If we consider this diagram then it can be imagined how the moments about the STJ and ankle joint might be. (assuming experienced based proportional relationship of horizontal to vertical forces) Like you say its all interesting speculation. (oh! and the point of application of the forces in the diagrams is the same as the vertical CoP position for that time and the dashed arrow in the 3D diagram is the GRF vector pointing 12dgs lateral and 35dgs posterior.)
Cheers Dave -
It would be an unusual gait that would still have force from the ground being from anterior to posterior after heel lift. The time you describe is right about heel lift as the heel forces are close to zero. So, the a-p forces should be close to zero at this point in time (425ms).
Cheers,
Eric -
Eric
Oh yes made a bit of a faux par there, you are quite right about the horizontal forces at 425ms, in my casual haste I confused the issue. The End of braking is at around 425ms but the CoP position I should have showed was at 325ms which is about 20mm posterior to the 425 position. At this position the GRF forces I assume would be about right. The principle remains the same tho in my opinion.

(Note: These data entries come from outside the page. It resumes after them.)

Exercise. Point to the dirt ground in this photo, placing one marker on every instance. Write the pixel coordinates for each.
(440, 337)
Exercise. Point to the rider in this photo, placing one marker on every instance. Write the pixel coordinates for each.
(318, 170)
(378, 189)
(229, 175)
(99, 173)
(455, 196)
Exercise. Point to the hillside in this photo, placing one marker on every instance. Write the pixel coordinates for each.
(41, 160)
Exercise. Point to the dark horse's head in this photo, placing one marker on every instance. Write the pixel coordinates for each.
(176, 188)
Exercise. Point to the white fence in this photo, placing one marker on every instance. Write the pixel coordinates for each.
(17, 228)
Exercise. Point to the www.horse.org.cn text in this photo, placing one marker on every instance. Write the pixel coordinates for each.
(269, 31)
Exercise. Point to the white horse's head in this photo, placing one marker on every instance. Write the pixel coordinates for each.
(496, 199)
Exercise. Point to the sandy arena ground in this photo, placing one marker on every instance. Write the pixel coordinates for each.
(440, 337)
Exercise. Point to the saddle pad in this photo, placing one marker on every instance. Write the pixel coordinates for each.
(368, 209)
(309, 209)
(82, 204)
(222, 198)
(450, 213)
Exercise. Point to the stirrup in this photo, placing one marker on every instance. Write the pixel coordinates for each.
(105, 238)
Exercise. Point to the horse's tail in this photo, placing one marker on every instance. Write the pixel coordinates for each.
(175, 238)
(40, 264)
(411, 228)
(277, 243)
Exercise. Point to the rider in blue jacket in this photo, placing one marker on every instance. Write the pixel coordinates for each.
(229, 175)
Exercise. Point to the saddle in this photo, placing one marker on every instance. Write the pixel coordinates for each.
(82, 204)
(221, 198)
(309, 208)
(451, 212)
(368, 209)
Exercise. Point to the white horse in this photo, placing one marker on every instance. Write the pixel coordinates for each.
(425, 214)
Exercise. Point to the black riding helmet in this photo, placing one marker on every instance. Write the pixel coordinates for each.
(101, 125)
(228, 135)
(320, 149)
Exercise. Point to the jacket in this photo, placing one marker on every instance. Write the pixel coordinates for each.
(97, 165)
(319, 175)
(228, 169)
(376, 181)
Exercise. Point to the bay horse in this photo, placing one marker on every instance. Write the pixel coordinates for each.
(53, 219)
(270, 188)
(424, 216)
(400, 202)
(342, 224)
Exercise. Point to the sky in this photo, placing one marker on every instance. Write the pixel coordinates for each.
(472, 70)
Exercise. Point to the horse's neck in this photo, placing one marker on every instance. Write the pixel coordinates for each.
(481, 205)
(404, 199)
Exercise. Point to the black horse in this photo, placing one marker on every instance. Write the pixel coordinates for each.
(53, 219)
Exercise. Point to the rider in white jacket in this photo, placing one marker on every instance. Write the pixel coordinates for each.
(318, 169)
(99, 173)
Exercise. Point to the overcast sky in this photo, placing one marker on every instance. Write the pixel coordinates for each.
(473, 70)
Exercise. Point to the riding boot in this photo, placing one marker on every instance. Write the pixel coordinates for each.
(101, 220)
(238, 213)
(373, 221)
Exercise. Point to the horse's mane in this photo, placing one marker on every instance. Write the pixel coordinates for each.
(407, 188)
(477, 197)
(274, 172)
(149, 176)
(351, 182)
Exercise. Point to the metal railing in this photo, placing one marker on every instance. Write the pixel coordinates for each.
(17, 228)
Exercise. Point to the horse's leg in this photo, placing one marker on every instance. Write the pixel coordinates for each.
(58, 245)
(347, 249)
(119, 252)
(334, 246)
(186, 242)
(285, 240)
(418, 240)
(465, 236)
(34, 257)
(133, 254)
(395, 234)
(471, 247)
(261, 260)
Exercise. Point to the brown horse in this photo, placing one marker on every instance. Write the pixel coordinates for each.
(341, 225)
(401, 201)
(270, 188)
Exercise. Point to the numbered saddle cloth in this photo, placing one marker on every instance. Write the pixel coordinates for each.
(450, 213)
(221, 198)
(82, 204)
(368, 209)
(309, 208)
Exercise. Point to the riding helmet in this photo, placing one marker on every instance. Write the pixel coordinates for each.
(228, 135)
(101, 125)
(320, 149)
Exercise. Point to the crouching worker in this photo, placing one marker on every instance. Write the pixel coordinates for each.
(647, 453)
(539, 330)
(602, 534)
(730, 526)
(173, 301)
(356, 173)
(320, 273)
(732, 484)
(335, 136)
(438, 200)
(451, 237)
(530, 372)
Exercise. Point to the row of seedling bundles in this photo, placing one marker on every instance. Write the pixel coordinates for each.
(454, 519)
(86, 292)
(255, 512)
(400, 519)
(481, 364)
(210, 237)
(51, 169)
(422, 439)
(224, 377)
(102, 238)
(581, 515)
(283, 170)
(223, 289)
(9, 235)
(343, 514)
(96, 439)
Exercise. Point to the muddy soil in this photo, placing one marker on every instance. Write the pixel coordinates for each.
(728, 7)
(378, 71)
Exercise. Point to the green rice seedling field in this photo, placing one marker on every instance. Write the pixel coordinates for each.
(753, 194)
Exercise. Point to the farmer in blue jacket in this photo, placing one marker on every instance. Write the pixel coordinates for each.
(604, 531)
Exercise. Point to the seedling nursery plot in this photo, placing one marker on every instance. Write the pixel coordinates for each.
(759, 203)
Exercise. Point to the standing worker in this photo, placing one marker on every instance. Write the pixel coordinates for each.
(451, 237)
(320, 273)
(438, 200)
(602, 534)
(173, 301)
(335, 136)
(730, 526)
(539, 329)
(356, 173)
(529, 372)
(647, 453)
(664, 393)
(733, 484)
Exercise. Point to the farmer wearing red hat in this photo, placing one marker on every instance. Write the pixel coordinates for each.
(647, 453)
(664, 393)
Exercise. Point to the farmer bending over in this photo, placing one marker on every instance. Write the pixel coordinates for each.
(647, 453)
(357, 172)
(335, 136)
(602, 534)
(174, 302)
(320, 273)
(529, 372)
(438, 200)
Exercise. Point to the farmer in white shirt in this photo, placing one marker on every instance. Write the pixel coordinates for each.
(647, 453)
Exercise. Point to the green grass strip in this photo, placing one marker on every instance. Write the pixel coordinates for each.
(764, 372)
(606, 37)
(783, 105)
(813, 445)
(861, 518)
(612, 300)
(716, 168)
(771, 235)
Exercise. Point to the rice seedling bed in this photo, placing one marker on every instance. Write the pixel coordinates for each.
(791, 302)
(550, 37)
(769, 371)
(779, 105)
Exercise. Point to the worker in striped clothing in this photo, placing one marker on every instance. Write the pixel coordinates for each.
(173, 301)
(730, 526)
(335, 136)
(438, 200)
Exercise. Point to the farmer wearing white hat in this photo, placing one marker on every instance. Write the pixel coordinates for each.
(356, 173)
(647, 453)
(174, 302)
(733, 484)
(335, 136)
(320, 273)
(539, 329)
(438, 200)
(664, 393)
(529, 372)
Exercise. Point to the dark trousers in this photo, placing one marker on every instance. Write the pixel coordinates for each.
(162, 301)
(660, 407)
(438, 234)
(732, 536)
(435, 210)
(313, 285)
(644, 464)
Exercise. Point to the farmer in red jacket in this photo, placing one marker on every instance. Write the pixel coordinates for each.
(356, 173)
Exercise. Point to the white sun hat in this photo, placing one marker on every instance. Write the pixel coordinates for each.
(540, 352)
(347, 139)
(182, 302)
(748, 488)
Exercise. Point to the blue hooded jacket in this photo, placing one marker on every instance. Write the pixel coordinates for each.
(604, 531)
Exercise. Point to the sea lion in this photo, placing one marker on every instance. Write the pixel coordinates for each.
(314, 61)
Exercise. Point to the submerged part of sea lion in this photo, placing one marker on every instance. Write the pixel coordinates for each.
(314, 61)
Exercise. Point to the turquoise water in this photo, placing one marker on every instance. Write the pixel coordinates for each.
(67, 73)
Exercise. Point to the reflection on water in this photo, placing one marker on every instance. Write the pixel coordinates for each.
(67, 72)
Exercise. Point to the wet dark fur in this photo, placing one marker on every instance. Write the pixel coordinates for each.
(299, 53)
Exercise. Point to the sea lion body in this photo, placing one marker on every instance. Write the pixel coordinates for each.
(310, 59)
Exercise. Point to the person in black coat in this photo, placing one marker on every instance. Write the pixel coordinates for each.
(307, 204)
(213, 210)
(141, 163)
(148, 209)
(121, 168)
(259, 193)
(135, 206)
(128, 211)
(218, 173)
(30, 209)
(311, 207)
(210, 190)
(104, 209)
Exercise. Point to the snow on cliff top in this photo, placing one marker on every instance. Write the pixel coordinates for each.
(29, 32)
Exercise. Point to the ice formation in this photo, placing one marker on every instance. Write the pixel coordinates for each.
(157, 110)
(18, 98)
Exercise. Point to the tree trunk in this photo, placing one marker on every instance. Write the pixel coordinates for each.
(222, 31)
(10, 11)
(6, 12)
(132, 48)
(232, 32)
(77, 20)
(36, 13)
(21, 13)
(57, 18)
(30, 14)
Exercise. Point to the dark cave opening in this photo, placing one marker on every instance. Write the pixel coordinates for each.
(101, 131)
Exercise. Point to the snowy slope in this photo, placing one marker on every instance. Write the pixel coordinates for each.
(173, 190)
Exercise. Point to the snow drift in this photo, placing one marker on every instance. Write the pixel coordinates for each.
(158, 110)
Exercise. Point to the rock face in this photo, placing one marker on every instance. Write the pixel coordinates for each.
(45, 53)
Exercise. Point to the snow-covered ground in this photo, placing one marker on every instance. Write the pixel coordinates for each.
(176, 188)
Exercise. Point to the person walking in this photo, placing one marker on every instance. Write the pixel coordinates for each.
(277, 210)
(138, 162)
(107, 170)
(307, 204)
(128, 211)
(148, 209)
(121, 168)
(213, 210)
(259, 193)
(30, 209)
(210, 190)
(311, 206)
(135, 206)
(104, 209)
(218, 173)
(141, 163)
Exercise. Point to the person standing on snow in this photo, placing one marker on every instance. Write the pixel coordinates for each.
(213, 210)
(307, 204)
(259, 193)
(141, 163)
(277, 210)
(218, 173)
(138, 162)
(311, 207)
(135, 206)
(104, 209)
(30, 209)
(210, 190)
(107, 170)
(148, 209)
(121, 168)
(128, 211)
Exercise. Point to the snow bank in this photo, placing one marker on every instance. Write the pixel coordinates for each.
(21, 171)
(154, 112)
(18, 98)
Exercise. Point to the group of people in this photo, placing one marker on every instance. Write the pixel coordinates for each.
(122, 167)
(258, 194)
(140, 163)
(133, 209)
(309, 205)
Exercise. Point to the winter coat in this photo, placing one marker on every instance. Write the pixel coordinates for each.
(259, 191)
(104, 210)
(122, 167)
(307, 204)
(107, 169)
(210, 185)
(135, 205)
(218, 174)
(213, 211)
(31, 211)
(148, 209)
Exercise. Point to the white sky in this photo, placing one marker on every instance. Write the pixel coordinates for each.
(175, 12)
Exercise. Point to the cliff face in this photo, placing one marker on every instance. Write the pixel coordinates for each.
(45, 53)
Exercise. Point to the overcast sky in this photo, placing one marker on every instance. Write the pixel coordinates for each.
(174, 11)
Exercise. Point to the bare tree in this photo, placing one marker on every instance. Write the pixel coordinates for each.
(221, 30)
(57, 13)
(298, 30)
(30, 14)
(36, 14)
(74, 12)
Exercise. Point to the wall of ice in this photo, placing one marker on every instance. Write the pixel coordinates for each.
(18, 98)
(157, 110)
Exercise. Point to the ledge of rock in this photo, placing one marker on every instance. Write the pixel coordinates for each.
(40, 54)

My main point was that the foot that is toe out in placement will tend to have GRF that tend to externally rotate the foot and so cause a relative internal rotation of the tibia, this coupled with the braking forces will tend to pronate the foot more than a foot placement that is straight ahead. Also that abducting the hallux (away from the foot midline) will add significant supination moments about the STJ.
From what you have said it seems that you disagree with this synopsis and considering your reasons for these proposals is useful in consideration of orthotic design for my patient, which was the purpose of this thread. Thanks Eric and all.